“Just keep out of my way,” the man warned him, moving on to other beds.

That was easy enough. Flick had sunk into a high fever while Briar was out. He checked her mouth, to find her tongue as dry as paper. Her cracked lips bled; her skin was ashy and dry. When he pinched her gently, the fold he’d made in her skin flattened very slowly. He’d been around healers enough to know this was the worst possible sign. His friend was drying up inside.

His heart pounded heavily. What was going on here? He’d thought she was on the mend that morning. Looking around, he saw that the homeless man Yuvosh was gone. A kid Henna had brought in and one of her old people were missing too.

“Dead,” said a healer—not the one who’d told him he didn’t belong there—when he asked. “Yuvosh, did you say his name was?—had a stroke. The old woman in her sleep; her heart stopped. It was quick. The little boy went into a coma and died—fever cooked his brain. Your girl started to heat up about an hour after you left. You won’t be able to give her enough liquid to make a difference,” she added as Briar grabbed a clean jar and filled it with water.

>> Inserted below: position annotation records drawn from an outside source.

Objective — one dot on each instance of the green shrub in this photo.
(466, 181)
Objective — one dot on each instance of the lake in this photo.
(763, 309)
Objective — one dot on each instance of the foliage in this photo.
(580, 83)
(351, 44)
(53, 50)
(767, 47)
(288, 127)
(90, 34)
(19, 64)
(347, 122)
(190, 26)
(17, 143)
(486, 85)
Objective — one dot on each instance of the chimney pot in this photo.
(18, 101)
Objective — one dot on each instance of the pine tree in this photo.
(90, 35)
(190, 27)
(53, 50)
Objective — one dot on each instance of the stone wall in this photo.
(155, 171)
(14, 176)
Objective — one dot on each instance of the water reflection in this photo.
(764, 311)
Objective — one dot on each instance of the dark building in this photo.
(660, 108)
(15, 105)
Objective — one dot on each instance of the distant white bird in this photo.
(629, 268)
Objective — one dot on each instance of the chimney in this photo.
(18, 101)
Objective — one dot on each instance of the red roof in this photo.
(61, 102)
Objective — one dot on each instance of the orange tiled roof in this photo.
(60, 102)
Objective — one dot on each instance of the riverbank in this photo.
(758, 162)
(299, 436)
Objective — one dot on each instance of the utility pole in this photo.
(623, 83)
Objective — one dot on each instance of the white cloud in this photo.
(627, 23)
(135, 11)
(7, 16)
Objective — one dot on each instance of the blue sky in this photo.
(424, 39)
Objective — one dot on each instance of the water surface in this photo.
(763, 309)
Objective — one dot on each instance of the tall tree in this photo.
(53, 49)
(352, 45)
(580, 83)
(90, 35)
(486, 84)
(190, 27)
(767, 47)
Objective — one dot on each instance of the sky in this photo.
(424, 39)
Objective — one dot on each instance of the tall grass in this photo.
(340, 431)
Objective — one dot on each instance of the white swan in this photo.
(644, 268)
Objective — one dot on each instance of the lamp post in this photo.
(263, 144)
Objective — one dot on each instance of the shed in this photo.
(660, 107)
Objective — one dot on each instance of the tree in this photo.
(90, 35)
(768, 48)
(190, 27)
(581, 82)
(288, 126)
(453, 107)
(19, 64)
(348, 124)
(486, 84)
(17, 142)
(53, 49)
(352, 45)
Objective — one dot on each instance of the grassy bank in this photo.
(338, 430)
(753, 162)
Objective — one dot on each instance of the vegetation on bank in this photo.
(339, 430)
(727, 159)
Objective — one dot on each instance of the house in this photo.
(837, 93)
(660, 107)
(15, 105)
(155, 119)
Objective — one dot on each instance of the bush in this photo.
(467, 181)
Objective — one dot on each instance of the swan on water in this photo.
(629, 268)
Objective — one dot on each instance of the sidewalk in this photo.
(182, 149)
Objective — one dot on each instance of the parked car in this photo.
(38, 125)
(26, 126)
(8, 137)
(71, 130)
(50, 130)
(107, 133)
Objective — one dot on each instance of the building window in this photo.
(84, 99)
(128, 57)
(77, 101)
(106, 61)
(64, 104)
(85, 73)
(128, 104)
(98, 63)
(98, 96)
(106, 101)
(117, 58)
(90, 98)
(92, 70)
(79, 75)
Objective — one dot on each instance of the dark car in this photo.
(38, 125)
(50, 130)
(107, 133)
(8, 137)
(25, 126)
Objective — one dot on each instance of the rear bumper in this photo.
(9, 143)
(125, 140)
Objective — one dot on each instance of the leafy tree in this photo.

“We’ll see,” he said grimly, filling a smaller jar with willowbark tea. He marched back to the bed, determined to do battle. Flick’s response was not encouraging: she swallowed two mouthfuls and let the rest dribble onto her blanket.

“Open your eyes,” Briar ordered, trying to sit her up. “C’mon, Flick, you’re drier than the rooftops in Wort Moon. You have to drink.”

Flick’s eyes popped open. “Ma, don’t!” she cried, raising her hands against an unseen threat. “I’ll learn, I will, only don’t—” Her head snapped back. She keened deep in her throat and curled into a ball. “I’ll be good. I’ll be good,” she whispered, sobbing.

“Flick, drink this,” Briar said, badly frightened. “I know it’s nasty, but it’ll help.”

Flick sat up with a grin. “There’s a haul, and proper nicked!” she sang out. “And food enough for everybody after the Dirt Mayor gets his cut.”

Briar got the cup to her mouth and tipped it, pouring half down her throat. She drank, thinking it was part of the food she’d stolen in her waking dream. “Naw, give ’em dates to the littles,” she announced. “Too bleatin’ sweet for me. How ’bout some o’ that wine, there.”

Briar filled the cup from the water jar and raised it to her lips, but he was too late. Flick lay back, eyelids fluttering. “You want Petticoat to work the Bag trade. She’s got the lingo. Gimme wharves any road.” She slept briefly, her breath rasping in her dry throat, and woke to still more hallucinations. As the healers closed the shutters for the night and supper was brought to those who could eat, Briar learned more about Flick’s early life than he ever wanted to. He wished, tiredly, that he could find the monstrous mother who figured so vividly in his friend’s cries.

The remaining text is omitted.